Early indications are that Labour will reverse the Indo-Pacific tilt and refocus on Europe. It will continue with the AUKUS defence agreement, but concentrate the UK’s constrained defence capabilities on Europe. Along with its ‘NATO first’ commitment, Labour seeks to enhance defence cooperation with key European allies and the EU. The UK already enjoys close defence cooperation with France through the 2011 Lancaster House agreement, and Germany has now been identified as a key European defence partner. The new Labour Foreign Secretary David Lammy visited Berlin (along with Warsaw and Stockholm) in the first 24 hours of assuming office, and on 24 July Secretary of State for Defence John Healey signed a joint declaration with his German counterpart to create ‘enhanced defence cooperation’ between the UK and the Federal Republic.[13] The aim of this enhanced cooperation is to strengthen the European pillar of NATO; deepen cooperation in the framework of Forward Land Forces and NATO’s Advance Plans; enhance military interoperability; coordinate long-term military support for Ukraine; and expand defence industrial cooperation.
A primary concern of the new Labour is to repair relations with the EU. Along with deepening defence cooperation with Germany and its JEF partners, Labour has pledged to forge ‘am ambitious new UK-EU security pact to strengthen cooperation on the threats we face’. Since the start of the war in Ukraine, cooperation between Brussels and London has greatly increased in intelligence sharing, sanctions coordination and training and equiping Ukrainian troops. A UK-EU could include participation in CSDP missions and enhanced cooperation on issues such as illegal migration, border control and terrorism. The big prize for the UK would be greater access to PESCO projects and EDF funding. The UK has some influential advocates in the EU – not least the new High Representative Kaja Kallas – but EU decision-making is notoriously slow and cumbersome and riven with internal differences, and there are concerns about a lack of political will and imagination in Brussels. There are already indications that the Labour government recognises that a formal treaty will take a long time to negotiate and ratify, and may therefore opt for a joint declaration instead.[14]

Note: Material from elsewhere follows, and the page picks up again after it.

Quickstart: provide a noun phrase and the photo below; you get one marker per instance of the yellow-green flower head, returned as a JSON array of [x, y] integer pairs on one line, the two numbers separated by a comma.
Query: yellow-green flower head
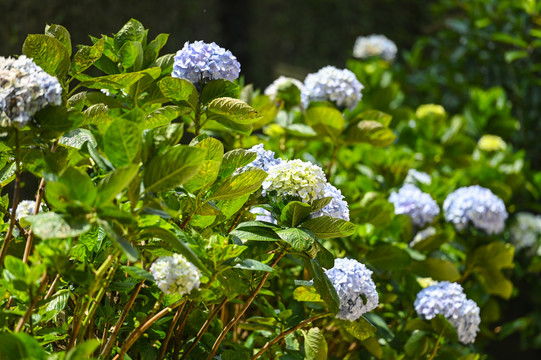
[[296, 178], [430, 112], [491, 143]]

To conclude, the new Labour government recognises the urgency of defence and security policy, but is constrained by the dire condition of the British economy. There is no great divide on defence policy with the Conservatives, and thus we can expect to see a recalibration and reconfiguration of defence priorities, not a radical shift in direction. The best to be hoped for is a more competent and pragmatic approach to government, and a less ‘ideological’ view of European cooperation. Early indications are promising, but how the new government tackles the political and security challenges of the coming months will demonstrate whether Labour is able to successfully address the deep-seated problems facing British defence policy and the UK armed forces.